De Garamont aux Garamond(s) : une aventure typographique
De Garamont aux Garamond(s) : une aventure typographique

I. Aux origines du « Garamond »

   Au début du XVe siècle, des humanistes italiens cherchent à renouer avec la culture antique. Désirant s’affranchir du passé le plus récent, ils rejettent l’écriture gothique, épaisse et noire, pour lui substituer une calligraphie « humanistique » souple et lumineuse, directement inspirée de deux écritures jugées « antiques » : la capitale monumentale romaine et la minuscule carolingienne. Cette calligraphie humanistique est transposée en typographie dès l’installation des premières presses en Italie en 1465 : c’est la naissance du caractère romain, dont le dessin est ensuite progressivement perfectionné par des imprimeurs comme Nicolas Jenson et Alde Manuce.

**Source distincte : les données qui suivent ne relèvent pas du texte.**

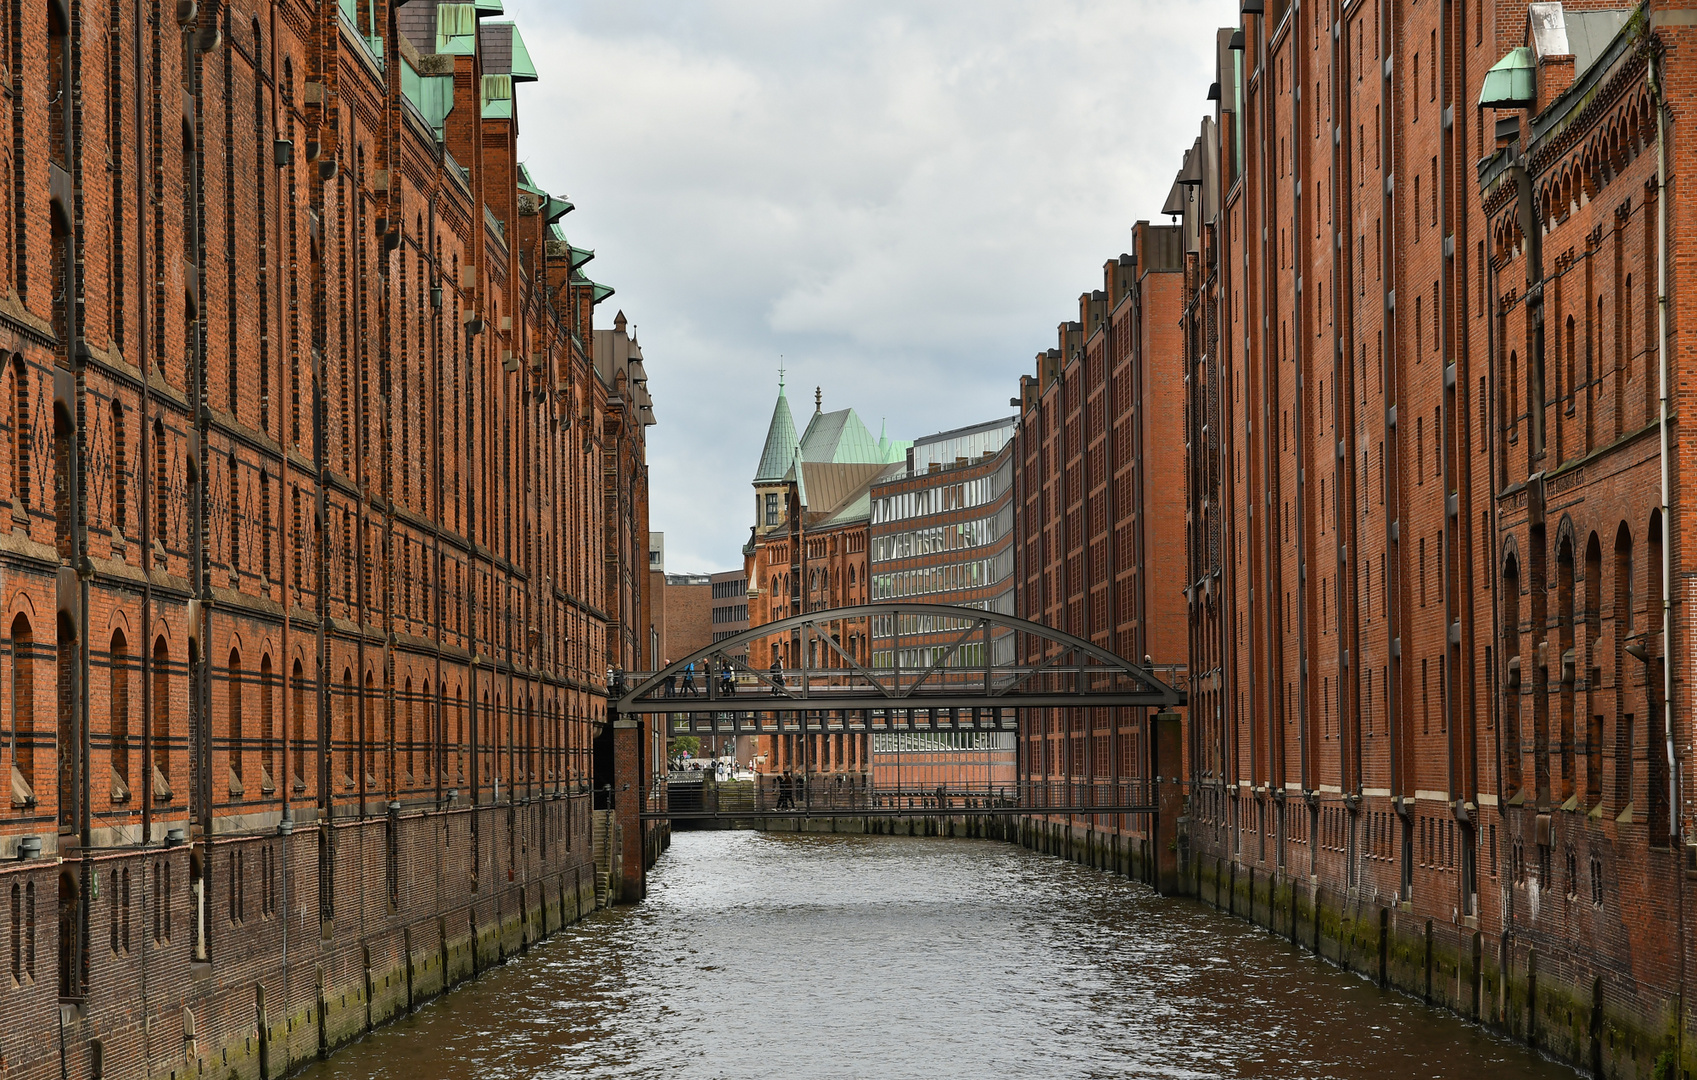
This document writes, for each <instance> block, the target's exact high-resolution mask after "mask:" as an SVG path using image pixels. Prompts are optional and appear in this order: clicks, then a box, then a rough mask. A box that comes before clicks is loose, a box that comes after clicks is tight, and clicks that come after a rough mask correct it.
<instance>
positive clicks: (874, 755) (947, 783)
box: [867, 418, 1018, 791]
mask: <svg viewBox="0 0 1697 1080" xmlns="http://www.w3.org/2000/svg"><path fill="white" fill-rule="evenodd" d="M1015 426H1017V423H1015V421H1013V419H1011V418H1010V419H994V421H986V423H979V425H971V426H966V428H955V430H950V431H938V433H937V435H927V436H923V438H916V440H913V447H911V448H910V450H908V455H906V457H908V460H906V467H905V469H901V470H898V472H894V474H891V475H886V477H884V479H882V481H879V482H877V484H874V486H872V492H871V494H872V523H871V533H869V537H871V540H869V545H871V560H869V567H867V572H869V574H871V576H872V591H871V598H872V601H901V599H906V601H915V603H930V605H955V606H961V608H979V610H984V611H998V613H1001V615H1013V450H1011V445H1013V431H1015ZM898 620H899V623H898ZM969 627H972V622H971V618H966V616H959V618H957V616H938V615H901V616H894V615H879V616H874V618H872V620H871V627H869V633H871V640H872V669H874V671H886V672H888V671H893V669H896V667H899V669H901V671H903V672H923V671H928V669H930V667H932V666H933V664H938V666H940V667H938V669H937V671H933V672H932V674H930V681H932V683H962V684H964V683H972V681H974V676H976V674H977V672H981V671H983V667H984V664H986V662H991V664H1003V666H1005V664H1011V662H1013V650H1015V640H1013V638H1015V635H1013V633H1011V632H1005V633H1001V635H996V637H993V638H991V640H989V642H988V655H986V642H961V640H959V638H961V633H962V632H966V630H967V628H969ZM977 718H979V720H981V722H984V723H988V720H989V718H988V717H986V715H983V713H981V715H979V717H977ZM916 720H930V717H925V715H923V713H920V715H918V717H908V718H906V722H908V725H910V727H911V725H913V723H915V722H916ZM1017 742H1018V739H1017V732H1013V730H971V732H925V730H916V732H915V730H910V732H874V734H872V735H871V751H872V756H871V762H872V783H874V785H876V786H879V788H886V790H889V788H905V790H910V791H911V790H923V791H932V790H935V788H938V786H942V788H949V790H954V791H962V790H972V791H984V790H996V791H1013V790H1015V785H1017V781H1018V768H1017V764H1018V762H1017V759H1018V749H1017Z"/></svg>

   Employé en France dès 1470, le caractère romain reste longtemps réservé aux textes humanistes en langue latine. La situation change en 1527, lorsque François Ier décide de promouvoir l’usage conjoint de la langue française et de la lettre romaine, afin d’augmenter le prestige culturel du royaume. La fin de la décennie 1520 apparaît ainsi comme un moment d’intense réflexion pour les typographes parisiens soucieux d’obéir à l’injonction royale. Ce processus aboutit à l’introduction de caractères très nouveaux par Robert Estienne en septembre 1530, au moment précis où Claude Garamont, adolescent, débute son apprentissage.

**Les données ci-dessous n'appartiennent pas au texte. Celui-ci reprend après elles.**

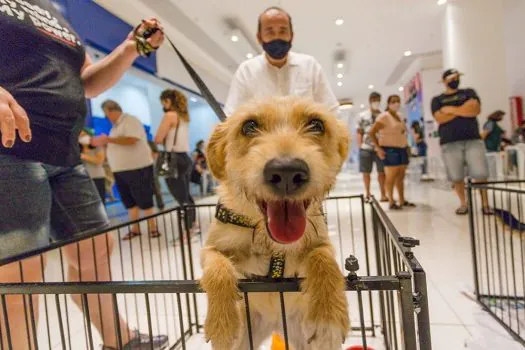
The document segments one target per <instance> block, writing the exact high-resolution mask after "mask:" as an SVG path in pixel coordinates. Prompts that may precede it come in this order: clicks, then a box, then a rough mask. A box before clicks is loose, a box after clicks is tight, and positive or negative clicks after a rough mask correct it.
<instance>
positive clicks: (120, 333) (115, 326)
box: [111, 294, 122, 350]
mask: <svg viewBox="0 0 525 350" xmlns="http://www.w3.org/2000/svg"><path fill="white" fill-rule="evenodd" d="M111 300H112V301H113V319H114V321H115V332H116V333H117V350H122V331H121V329H120V322H119V317H120V315H119V312H118V301H117V295H116V294H111Z"/></svg>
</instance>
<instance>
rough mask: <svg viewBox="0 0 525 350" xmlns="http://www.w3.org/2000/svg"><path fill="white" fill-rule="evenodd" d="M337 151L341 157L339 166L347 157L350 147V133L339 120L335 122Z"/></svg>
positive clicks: (342, 163) (340, 121)
mask: <svg viewBox="0 0 525 350" xmlns="http://www.w3.org/2000/svg"><path fill="white" fill-rule="evenodd" d="M337 143H338V144H337V150H338V151H339V155H340V156H341V165H343V163H344V162H345V161H346V158H347V157H348V147H349V145H350V133H349V132H348V128H347V127H346V125H345V124H344V123H343V122H341V121H340V120H338V121H337Z"/></svg>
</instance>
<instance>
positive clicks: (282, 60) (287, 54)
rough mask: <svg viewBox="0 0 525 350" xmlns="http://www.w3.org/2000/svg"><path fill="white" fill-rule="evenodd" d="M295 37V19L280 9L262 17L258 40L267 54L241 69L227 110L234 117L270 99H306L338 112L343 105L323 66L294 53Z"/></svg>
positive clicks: (305, 55)
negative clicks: (335, 90)
mask: <svg viewBox="0 0 525 350" xmlns="http://www.w3.org/2000/svg"><path fill="white" fill-rule="evenodd" d="M293 38H294V32H293V26H292V17H291V16H290V15H289V14H288V13H287V12H286V11H284V10H283V9H281V8H279V7H270V8H268V9H266V10H265V11H264V12H263V13H262V14H261V15H260V16H259V21H258V28H257V40H258V42H259V44H260V45H261V46H262V48H263V50H264V53H263V54H262V55H259V56H256V57H254V58H252V59H249V60H247V61H245V62H243V63H242V64H241V65H240V67H239V68H238V69H237V72H236V73H235V76H234V78H233V81H232V83H231V86H230V91H229V93H228V98H227V99H226V104H225V107H224V112H225V113H226V115H231V114H232V113H233V112H234V111H235V110H236V109H237V107H239V106H240V105H242V104H243V103H245V102H247V101H249V100H251V99H254V98H264V97H270V96H290V95H292V96H303V97H308V98H311V99H312V100H314V101H315V102H318V103H323V104H325V105H327V106H328V107H329V108H330V109H331V110H332V111H336V110H337V108H338V106H339V102H338V101H337V98H336V97H335V95H334V93H333V91H332V89H331V88H330V84H329V82H328V80H327V79H326V76H325V74H324V73H323V70H322V68H321V65H320V64H319V63H318V62H317V61H316V60H315V59H314V58H313V57H311V56H308V55H304V54H300V53H296V52H292V51H290V49H291V47H292V42H293Z"/></svg>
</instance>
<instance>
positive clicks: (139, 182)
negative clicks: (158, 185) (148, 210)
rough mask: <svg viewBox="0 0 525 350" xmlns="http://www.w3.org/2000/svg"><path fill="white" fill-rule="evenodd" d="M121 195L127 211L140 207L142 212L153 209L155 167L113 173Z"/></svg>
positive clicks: (135, 169) (150, 166) (154, 189)
mask: <svg viewBox="0 0 525 350" xmlns="http://www.w3.org/2000/svg"><path fill="white" fill-rule="evenodd" d="M113 174H114V176H115V182H116V183H117V188H118V191H119V193H120V199H121V200H122V204H124V207H126V209H130V208H134V207H139V208H140V209H142V210H146V209H151V208H153V195H154V191H155V187H154V183H153V181H154V179H153V165H151V166H148V167H145V168H140V169H134V170H127V171H119V172H117V173H113Z"/></svg>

1. L’écriture de l’humanisme

ARISTOTE. Ethica. [Italie, seconde moitié du XVe siècle]

Caractéristique de la production italienne du Quattrocento, ce volume, agrémenté d’un décor à bianchi girari, est calligraphié dans une humanistique parfaitement régulière. Cette écriture, qui associe les formes de la minuscule caroline à celles de la capitale romaine antique, est élaborée dans les premières années du XVe siècle par des humanistes comme Poggio Bracciolini, Coluccio Salutati ou Niccolò Niccoli, alors désireux de rompre avec la tradition gothique. Diffusée depuis Florence, portée par le mouvement humaniste, elle se répand rapidement à l’ensemble de la péninsule italienne. Elle ne s’impose cependant au reste de l’Europe que dans la première moitié du XVIe siècle, par l’intermédiaire de la typographie : elle constitue en effet le prototype des caractères romains.